ICYMI: Major woes for Bushiri and wife as Hawks go deeper in their alleged money-laundering case

Prophet Shepherd Bushiri and his Mary were arrested by the Hawks after being linked to an alleged R102 million fraud and money-laundering operation.

Prophet Shepherd Bushiri and his Mary were arrested by the Hawks after being linked to an alleged R102 million fraud and money-laundering operation.

Published Mar 14, 2024


Johannesburg - The cat-and-mouse battle between the Hawks and Shepherd Bushiri, leader of the popular Enlightened Christian Gathering (ECG), appears to be far from over.

The controversial prophet, also known as Major 1, and his wife, Mary, were arrested on Tuesday (20 October 2020) by the Directorate for Priority Crime Investigation (Hawks).

Along with another couple, they are linked to an alleged R102 million fraud and money-laundering operation involving a Sandton-based company called Rising Estate. The company, which has operations in southern Africa and in the UK, specialises in private and commercial property investments.

The Star understands that law enforcement took an interest in 2019 when a fraud case was opened at a Pretoria West police station by a complainant.

Hawks spokesperson Colonel Katlego Mogale did not want to give further details about its investigations last night and instead referred the newspaper to the press statement she had released earlier about the arrests.

“All the details you are looking for will be revealed in court tomorrow (Wednesday) when the accused persons appear,” she said.

Several members of Bushiri’s church have come out to cry foul after discovering that things were not as gloomy as they (the church) had portrayed.

A month ago, one of the investors, Felicia Sibeko, wrote to The Star pleading for help after the church failed to pay her back a return on her investment.

“We are in debt, I’m even blacklisted. I can’t even get a job.

“My child can’t go to varsity because we don’t even have a cent to buy my child clothes or food, not to mention school fees.

“I can’t sleep or think properly, some even think that I’m paranoid. This so-called man of God, Major 1, ruined our lives. We only wanted a better life for ourselves, we trusted him … Little did we know that this was just the beginning of the worst in our lives,” she wrote.

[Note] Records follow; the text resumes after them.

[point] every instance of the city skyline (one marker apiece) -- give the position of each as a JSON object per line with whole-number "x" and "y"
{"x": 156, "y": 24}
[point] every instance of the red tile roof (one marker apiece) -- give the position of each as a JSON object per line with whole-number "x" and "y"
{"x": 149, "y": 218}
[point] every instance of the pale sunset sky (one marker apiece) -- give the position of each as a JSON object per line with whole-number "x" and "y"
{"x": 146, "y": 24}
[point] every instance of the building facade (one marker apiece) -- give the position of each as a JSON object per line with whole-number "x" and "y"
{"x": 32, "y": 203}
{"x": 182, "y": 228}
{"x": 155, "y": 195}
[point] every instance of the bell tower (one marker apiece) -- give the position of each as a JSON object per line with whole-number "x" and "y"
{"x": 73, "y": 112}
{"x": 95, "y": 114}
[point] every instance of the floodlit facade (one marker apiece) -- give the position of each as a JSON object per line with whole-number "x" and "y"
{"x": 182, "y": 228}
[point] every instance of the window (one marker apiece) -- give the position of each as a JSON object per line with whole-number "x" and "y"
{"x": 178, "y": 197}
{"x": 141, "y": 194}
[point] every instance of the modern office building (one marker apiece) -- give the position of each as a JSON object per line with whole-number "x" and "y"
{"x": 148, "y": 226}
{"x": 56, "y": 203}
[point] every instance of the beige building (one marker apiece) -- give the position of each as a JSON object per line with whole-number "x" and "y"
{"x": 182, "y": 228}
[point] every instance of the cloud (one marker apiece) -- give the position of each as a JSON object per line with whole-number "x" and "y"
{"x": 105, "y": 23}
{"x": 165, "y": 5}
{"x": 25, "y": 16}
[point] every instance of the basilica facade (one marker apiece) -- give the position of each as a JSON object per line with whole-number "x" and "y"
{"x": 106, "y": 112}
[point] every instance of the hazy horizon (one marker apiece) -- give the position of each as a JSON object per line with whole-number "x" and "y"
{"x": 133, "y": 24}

Regarding the arrests, ECG church spokesperson Ephraim Nyondo said Bushiri and his partner were asked to visit the Hawks’ offices with their lawyers at 11am to discuss issues related to Rising Estate.

Nyondo, however, said the Hawks had “jumped the gun”.

“As the prophet and lawyers were getting prepared for the 11am appointment, the Hawks went to their house before time and arrested the prophet’s wife alone.”

He said Bushiri was not arrested but handed himself over to police.

However, this claim seemed to contradict the statement earlier released by Mogale in which she said a woman, 39, was arrested at her home while her husband, 37, later handed himself to police in the presence of an entourage of attorneys after trying to evade the Hawks team.

Mogale confirmed that the couple had already appeared in the Pretoria Magistrate’s Court and that their case was postponed to October 30 for a formal bail application.

The Bushiris were expected to appear in court on Wednesday.

Bushiri and his wife are no strangers to controversy, with a series of charges levelled against them in the past.

The pair was released by the Pretoria Specialised Commercial Crimes Court in February last year on R100 000 bail each after they were arrested by the Hawks for charges of fraud and money laundering involving more than R15m.

The couple was accused of contravening South Africa’s exchange control regulations for paying about R19m for a private jet.

Among those charges are rape allegations levelled by two female congregants against the self-proclaimed prophet. Police have since confirmed that they are investigating the matter.

The pastor was also involved in a scuffle with the Hawks during level 5 lockdown when it was alleged that he used fraudulent travel permits to deliver food parcels to other provinces.